Sunday, August 21, 2005

Tennis Canada Own Goal

For around ten years, likely more, I have been buying tickets to the Friday afternoon session of what is now the Rogers Cup, the annual professional tennis tournament held in Toronto, in alternate years a men's or women's tournament. This session is attractive as the quarter-finals narrow the field somewhat so one has a reasonable expectation of quality, if not of even play; and I do not see the point of later rounds, each of which features at most one singles match. Each year, I buy my tickets for next year at this year's tournament.
Some years it rains and no matches are played; the rain policy (or at least practice) has been to credit this year's purchase to a purchase next year and in those cases, I have always simply applied the credit to the same session in the following year, and there have been such cases.
This year Tennis Canada sent me, with my tickets, a change in the terms of conditions. (I am not complaining about this, however arbitrary it sounds - I expect if I go look at the terms and conditions of my original purchase, it allowed them to change the terms and conditions at their pleasure.) The new T&C say that if I want a refund from a rainout the credit must be applied to a session IN THE SAME TOURNAMENT (i.e. the same year!)
Well, I have NO interest in any following session in the same year (as explained above - and there are other issues - e.g. this year I had other commitments competing with all following sessions). So the value of the tickets to me has dropped catastrophically. A rain problem means they become valueless, rather than essentially having roughly the same value in the following year, which is not too bad a discount.
Those who know Toronto's weather last week know it is a miracle that two and a half matches were completed in the Friday afternoon session this year - we had the largest rainstorms in years starting at around 3 pm.
So how does this affect my future behaviour? Well, I am no longer prepared to carry the risk of buying tickets in advance, as they can lose all their value simply because of some bad weather (such as we have experienced in the ten years of attendance). So that habit is gone. In fact already this year for the first time in years I did not visit the advance ticket office to get next year's tickets.
But there is more to this. I and those I go with have their own schedules and have to go out of their way to clear the time from their jobs to attend the Friday afternoon session. Now that Tennis Canada has made it foolish to buy the tickets until right before the session starts (because rain can make them worthless) how likely is it that we will be willing to go through the trouble to clear our schedules for it?
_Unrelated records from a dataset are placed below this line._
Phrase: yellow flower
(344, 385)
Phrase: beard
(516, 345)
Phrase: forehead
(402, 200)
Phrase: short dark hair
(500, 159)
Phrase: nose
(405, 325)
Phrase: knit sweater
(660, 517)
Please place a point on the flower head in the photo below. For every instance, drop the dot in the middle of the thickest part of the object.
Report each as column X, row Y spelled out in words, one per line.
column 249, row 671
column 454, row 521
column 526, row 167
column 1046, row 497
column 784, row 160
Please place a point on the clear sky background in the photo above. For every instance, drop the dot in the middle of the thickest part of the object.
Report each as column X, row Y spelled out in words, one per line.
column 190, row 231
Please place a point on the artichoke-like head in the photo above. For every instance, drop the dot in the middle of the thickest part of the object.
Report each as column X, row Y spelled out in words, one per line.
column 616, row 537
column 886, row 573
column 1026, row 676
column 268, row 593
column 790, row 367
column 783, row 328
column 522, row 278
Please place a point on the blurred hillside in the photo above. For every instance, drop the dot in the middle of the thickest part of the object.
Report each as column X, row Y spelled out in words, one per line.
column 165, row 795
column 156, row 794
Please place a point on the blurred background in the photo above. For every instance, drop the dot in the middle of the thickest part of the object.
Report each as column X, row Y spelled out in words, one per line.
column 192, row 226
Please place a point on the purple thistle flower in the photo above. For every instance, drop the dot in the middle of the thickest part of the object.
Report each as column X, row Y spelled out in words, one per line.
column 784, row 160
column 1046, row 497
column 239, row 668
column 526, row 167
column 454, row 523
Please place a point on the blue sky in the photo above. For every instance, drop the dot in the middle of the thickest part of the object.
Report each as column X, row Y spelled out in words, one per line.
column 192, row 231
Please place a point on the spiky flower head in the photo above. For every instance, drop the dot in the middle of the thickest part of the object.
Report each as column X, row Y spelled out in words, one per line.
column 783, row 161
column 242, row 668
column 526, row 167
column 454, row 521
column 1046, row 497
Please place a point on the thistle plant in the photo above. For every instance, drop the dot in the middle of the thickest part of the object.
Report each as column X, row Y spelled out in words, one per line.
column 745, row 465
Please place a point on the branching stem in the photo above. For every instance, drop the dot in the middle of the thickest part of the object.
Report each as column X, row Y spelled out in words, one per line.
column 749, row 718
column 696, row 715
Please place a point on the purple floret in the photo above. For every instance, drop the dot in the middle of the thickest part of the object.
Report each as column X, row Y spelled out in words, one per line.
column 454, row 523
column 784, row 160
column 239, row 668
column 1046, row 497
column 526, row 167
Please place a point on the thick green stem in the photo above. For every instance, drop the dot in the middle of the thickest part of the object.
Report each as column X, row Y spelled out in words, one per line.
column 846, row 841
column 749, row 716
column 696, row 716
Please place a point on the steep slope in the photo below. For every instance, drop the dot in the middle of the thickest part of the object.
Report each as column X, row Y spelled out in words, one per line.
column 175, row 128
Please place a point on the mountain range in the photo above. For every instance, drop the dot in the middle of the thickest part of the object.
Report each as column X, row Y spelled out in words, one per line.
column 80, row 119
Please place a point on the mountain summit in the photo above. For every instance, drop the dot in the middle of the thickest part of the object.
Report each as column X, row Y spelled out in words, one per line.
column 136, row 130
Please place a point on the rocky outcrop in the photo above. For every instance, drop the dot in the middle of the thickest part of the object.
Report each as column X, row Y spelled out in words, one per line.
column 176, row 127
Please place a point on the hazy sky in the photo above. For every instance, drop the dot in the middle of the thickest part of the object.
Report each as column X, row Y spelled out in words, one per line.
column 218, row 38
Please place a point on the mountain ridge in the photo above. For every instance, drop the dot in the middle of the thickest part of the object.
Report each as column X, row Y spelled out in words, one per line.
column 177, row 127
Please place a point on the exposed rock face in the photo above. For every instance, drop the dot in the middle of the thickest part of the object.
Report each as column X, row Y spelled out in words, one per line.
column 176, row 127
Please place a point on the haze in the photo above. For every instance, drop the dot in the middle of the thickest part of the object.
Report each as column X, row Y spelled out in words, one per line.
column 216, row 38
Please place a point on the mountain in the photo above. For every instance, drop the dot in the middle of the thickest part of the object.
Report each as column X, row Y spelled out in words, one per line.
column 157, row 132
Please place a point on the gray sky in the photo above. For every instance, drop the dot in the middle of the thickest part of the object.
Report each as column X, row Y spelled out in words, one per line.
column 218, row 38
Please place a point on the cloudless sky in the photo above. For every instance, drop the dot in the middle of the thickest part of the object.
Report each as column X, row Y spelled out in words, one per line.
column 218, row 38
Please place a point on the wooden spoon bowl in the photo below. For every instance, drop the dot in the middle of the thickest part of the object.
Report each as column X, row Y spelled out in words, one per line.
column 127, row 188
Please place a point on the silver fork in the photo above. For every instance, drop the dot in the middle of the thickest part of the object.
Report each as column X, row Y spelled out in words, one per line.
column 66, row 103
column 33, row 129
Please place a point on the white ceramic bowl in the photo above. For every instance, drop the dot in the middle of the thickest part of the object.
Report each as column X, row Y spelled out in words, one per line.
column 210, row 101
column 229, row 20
I suspect this year was my last visit to the tournament. Too bad - I have always enjoyed it - it has been a highlight of my planned vacation days each year.
One small point - the Friday afternoon session that I did thoroughly enjoy this year was very sparsely attended. I expect it to be more sparsely attended next year.
And the great thing for me is that other vacation plans for future years should find me close to the French Open early rounds each year so maybe there are substitutes.

UPDATE (2005/09/20) : I am surprised and impressed. I love a serious commitment to customer satisfaction.